# IEC Letter of Introduction



## peaceandpancakes (Sep 10, 2012)

Hi there, Looking for some advice please on IEC visa. 

I have filled out all the info ETC got email back and one saying if successful you will receive a letter a introduction. 

The next letter I got after this one said " welcome to IEC You have received your letter of introduction from citizenship and immigration Canada that outlines the next steps for your trip to Canada." it goes on. 

This may sound like a really silly question but the letter I received above is that my letter of introduction? is this what you have been sent too?. 

Just worried as thought it was and leaving for Canada in 4 weeks and wanted to make sure I'm not needing to chase up a missing email I did email them direct but no answer 

thanks for your help


----------



## Smileyshaz (Sep 4, 2012)

If you received it by email & it says you have been accepted - this is your letter! Congrats


----------



## belcher (Feb 26, 2012)

that is your letter,


----------



## peaceandpancakes (Sep 10, 2012)

*Thank you*

Hey, thankyou . Always best to double check as the wording was abit strange xx 

Can't wait to go now only 4 weeks left


----------



## steve47 (Sep 3, 2012)

peaceandpancakes said:


> Hey, thankyou . Always best to double check as the wording was abit strange xx
> 
> Can't wait to go now only 4 weeks left


I arrive in 7 days and I'm well excited. Where are you heading to?


----------



## peaceandpancakes (Sep 10, 2012)

steve47 said:


> I arrive in 7 days and I'm well excited. Where are you heading to?

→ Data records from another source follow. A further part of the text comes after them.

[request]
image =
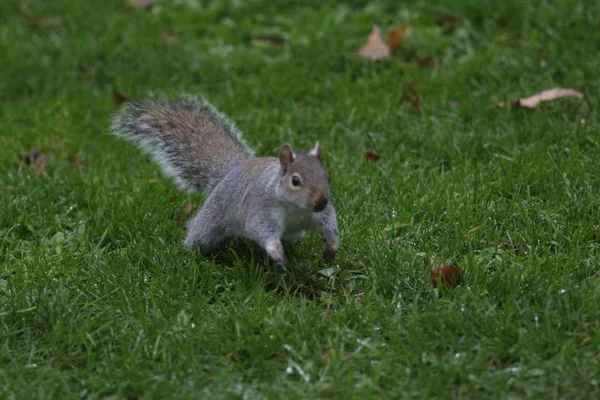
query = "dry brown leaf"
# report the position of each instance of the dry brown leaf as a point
(37, 159)
(396, 36)
(76, 162)
(370, 156)
(376, 48)
(551, 94)
(413, 96)
(142, 3)
(546, 95)
(449, 20)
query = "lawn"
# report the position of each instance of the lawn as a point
(99, 298)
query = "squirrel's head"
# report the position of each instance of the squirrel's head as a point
(304, 181)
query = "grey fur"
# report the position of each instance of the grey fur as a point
(189, 138)
(248, 197)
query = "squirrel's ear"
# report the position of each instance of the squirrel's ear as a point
(286, 157)
(316, 152)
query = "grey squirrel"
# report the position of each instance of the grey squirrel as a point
(263, 199)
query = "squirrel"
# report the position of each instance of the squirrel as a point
(264, 199)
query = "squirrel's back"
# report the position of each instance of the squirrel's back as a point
(190, 139)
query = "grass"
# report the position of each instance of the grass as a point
(98, 298)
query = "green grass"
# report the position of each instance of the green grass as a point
(99, 299)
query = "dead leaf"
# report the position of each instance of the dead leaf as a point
(396, 36)
(412, 96)
(445, 19)
(120, 97)
(551, 94)
(142, 3)
(37, 159)
(370, 156)
(546, 95)
(376, 48)
(77, 162)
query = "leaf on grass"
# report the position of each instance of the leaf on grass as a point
(142, 3)
(370, 156)
(412, 96)
(396, 36)
(76, 162)
(546, 95)
(551, 94)
(376, 48)
(445, 19)
(36, 159)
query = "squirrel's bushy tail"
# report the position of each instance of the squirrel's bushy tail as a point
(190, 139)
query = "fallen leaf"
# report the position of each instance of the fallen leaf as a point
(120, 97)
(551, 94)
(77, 162)
(445, 19)
(412, 95)
(396, 36)
(448, 275)
(37, 159)
(546, 95)
(142, 3)
(376, 48)
(370, 156)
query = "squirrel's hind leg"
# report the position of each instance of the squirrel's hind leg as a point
(203, 234)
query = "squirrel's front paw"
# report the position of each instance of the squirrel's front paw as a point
(331, 248)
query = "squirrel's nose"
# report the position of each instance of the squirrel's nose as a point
(320, 204)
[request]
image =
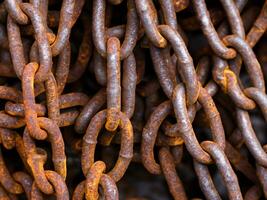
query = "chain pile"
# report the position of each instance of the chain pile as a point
(98, 96)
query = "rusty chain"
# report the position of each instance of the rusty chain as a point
(121, 99)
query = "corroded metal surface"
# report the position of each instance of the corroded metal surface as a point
(133, 99)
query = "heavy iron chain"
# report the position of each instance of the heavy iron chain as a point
(91, 90)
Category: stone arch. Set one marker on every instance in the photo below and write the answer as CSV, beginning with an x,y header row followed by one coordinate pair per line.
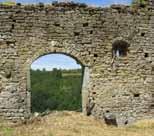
x,y
85,82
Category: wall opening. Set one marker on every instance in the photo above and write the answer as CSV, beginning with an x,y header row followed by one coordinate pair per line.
x,y
120,48
56,83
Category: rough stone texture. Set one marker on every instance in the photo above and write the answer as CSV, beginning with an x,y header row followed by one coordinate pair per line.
x,y
121,86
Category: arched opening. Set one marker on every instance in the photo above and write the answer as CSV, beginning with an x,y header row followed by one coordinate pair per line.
x,y
120,48
56,83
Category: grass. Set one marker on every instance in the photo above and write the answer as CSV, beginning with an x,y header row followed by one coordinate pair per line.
x,y
75,124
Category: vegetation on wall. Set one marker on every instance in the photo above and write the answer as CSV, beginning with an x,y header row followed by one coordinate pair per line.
x,y
9,2
56,90
140,3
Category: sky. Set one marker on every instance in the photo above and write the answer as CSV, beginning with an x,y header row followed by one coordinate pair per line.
x,y
58,60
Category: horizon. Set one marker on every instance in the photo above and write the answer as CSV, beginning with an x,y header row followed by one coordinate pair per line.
x,y
62,61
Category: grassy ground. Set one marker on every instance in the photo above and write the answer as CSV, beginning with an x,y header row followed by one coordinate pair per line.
x,y
74,124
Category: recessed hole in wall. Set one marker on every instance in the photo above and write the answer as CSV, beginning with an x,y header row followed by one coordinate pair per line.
x,y
136,95
142,34
146,55
120,48
85,24
76,33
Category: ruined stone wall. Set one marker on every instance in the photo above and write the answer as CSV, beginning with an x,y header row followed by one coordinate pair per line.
x,y
122,86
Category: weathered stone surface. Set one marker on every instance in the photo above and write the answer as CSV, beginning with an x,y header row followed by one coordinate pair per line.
x,y
123,86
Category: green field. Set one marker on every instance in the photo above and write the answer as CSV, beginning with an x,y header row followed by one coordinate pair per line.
x,y
56,90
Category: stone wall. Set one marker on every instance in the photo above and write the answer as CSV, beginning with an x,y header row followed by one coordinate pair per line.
x,y
122,86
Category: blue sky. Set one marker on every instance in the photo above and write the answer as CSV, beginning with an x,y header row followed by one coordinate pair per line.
x,y
51,61
58,60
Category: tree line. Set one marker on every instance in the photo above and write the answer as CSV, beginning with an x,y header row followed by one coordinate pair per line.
x,y
50,90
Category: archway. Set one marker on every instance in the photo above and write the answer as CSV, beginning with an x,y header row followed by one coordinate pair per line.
x,y
57,83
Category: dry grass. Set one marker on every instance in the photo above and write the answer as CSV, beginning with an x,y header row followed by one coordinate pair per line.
x,y
75,124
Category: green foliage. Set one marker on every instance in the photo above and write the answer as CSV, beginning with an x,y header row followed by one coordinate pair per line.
x,y
53,91
140,3
7,131
9,2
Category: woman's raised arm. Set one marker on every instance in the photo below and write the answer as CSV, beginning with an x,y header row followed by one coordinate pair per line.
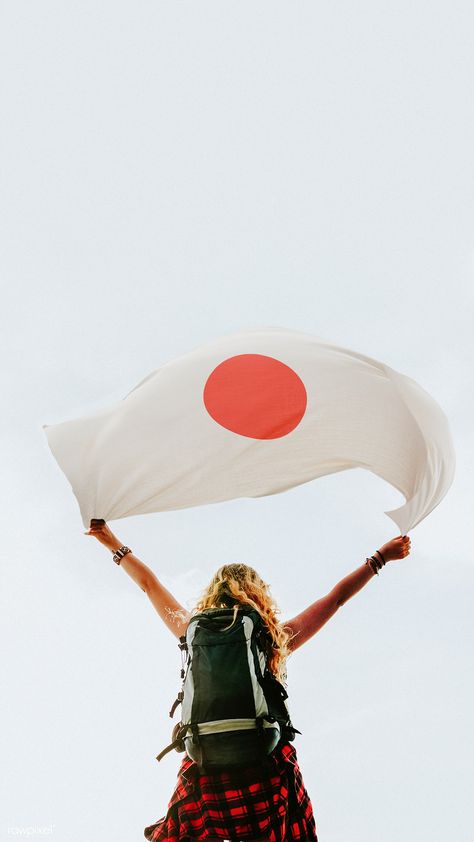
x,y
305,625
170,610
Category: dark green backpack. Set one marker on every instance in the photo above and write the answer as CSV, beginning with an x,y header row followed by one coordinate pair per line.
x,y
234,710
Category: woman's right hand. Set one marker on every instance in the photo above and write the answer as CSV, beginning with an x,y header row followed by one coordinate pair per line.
x,y
398,547
101,531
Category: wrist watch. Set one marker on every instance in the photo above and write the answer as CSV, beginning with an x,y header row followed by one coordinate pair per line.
x,y
119,554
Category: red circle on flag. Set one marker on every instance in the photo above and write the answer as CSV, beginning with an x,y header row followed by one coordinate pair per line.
x,y
255,396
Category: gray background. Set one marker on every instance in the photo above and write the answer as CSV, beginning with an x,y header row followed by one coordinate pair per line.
x,y
174,171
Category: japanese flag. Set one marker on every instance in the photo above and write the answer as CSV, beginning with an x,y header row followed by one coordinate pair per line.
x,y
251,414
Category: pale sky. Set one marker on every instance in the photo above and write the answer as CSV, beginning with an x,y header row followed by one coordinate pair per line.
x,y
176,171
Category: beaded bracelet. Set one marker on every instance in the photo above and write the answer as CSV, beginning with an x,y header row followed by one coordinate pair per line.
x,y
374,563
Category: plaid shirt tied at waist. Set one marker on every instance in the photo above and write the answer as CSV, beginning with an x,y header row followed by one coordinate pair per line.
x,y
268,802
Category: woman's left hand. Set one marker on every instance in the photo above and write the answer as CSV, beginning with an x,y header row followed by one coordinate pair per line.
x,y
396,548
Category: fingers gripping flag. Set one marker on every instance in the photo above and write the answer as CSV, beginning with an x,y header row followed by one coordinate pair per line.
x,y
251,414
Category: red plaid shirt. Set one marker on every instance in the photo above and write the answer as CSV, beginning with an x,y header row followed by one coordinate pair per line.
x,y
268,803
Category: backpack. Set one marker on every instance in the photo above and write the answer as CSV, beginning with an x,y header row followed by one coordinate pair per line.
x,y
234,710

I'm flying to Vancouver having a little holiday there for a few days then going to Fernie for the winter season, where are you going?


----------



## steve47 (Sep 3, 2012)

peaceandpancakes said:


> I'm flying to Vancouver having a little holiday there for a few days then going to Fernie for the winter season, where are you going?


I'm planning to hit the other end of Canada - Toronto.


----------